# Husky rats changing colour..?



## amyk2978 (Jul 26, 2012)

I got my two boys (that I'm assuming are husky rats although I don't know a lot about it..! - they look just like the photos that come up when I google 'husky rats' though) a few weeks ago, and I've noticed a rapid change in their colour recently! They've gone loads lighter.. I've read a bit about it on the internet... So basically, is it likely that they'll lose all of their colouring and go completely white..? I like their markings! Not that their appearance is what counts of course, but I don't want them to lose them! 

Anyone know anything about this??


----------



## LightningWolf (Jun 8, 2012)

Yes Husky rats also known as Roan rats will slowly fade over time from their original colors to white. Good quality roans/huskys will fade very slowly but never to pure white. Lighter color also tend to fade away a lot faster then darker colors. Yes it is normal. there Is another type of Husky, I think its a form of banded rat, that is a High white mark and it does not fade, but it is avoided against.

If you've only had them a few weeks they are most likely bad quality roans, not that it makes a differences. can you post pictures of them?


----------



## amyk2978 (Jul 26, 2012)

Yeah sure. I have a dark grey (or formerly dark grey!) and a light grey one, both seemingly Roans.. It's the darker one that I've noticed the most change in to be honest.

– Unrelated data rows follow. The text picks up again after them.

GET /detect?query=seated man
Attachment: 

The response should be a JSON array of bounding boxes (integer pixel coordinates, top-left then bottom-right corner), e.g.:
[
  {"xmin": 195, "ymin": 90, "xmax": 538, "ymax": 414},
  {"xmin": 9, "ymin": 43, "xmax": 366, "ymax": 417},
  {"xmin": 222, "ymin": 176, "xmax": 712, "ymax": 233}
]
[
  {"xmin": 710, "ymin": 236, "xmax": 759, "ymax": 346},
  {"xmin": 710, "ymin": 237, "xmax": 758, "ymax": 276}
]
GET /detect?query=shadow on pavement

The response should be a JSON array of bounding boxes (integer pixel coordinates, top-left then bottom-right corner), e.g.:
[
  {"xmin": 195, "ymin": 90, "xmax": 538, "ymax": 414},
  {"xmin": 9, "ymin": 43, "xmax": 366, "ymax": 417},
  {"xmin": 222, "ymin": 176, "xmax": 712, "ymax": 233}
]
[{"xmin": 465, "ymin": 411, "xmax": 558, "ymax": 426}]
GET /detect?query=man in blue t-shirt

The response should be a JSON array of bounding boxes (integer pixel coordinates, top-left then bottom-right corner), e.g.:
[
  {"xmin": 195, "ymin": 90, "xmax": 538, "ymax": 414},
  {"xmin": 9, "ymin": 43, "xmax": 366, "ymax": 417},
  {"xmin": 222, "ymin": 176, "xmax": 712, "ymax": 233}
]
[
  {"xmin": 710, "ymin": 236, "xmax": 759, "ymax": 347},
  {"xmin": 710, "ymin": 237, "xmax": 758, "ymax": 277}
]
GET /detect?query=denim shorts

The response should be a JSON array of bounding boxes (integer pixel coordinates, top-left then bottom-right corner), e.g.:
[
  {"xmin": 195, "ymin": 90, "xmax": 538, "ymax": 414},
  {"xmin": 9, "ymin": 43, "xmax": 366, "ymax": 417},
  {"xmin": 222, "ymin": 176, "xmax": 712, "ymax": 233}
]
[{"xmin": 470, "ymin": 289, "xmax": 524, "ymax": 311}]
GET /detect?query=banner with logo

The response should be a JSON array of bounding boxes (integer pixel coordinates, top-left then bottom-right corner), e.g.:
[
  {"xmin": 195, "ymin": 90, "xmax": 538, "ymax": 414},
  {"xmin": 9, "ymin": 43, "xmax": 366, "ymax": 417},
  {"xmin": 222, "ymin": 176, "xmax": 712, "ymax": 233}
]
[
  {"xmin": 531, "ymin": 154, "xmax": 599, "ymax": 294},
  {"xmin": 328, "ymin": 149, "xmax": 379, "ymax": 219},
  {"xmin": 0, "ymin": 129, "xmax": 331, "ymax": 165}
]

This is him when I first got him 2 weeks ago (on top!):









Then this is him with his brother a few days ago (sitting on top of him again...haha):









And this is him just now! 

















He's just got so much lighter so quickly.. Like I said, it's not their appearance that matters, I just had no idea they would change colour, especially so fast!


----------



## elliriyanna (Jul 27, 2011)

Those are wedge blazes and overly white bellies like a Berk but with color further up the sides... sometimes colors change with age it doesn't look too bad but a month shouldn't have done much


----------



## amyk2978 (Jul 26, 2012)

What, so you don't reckon they're Huskys?


----------



## elliriyanna (Jul 27, 2011)

I have no experience with huskys I am just saying there are other possible explanations


----------



## amyk2978 (Jul 26, 2012)

Oh right OK.. Thanks! Well I s'pose I don't mind either way. I don't mind what colour they are, they are little cuties and I can't wait 'til they grow into big fatties! Hehe..


----------



## cagedbirdsinging (May 28, 2012)

elliriyanna said:


> Those are wedge blazes and overly white bellies like a Berk but with color further up the sides... sometimes colors change with age it doesn't look too bad but a month shouldn't have done much


Roans fade colors very, very quickly.


----------



## elliriyanna (Jul 27, 2011)

I meant if they are just the markings I listed  I understand huskys fade  either way they are adorable  If you want to see for sure how much their color is fading you can snap a picture every day or a few every week


----------



## amyk2978 (Jul 26, 2012)

cagedbirdsinging said:


> Roans fade colors very, very quickly.


Have you ever had roans? Or had direct experience of this...? Just wondering how likely it is that their colours will fade completely.. I've heard of them going completely white!


----------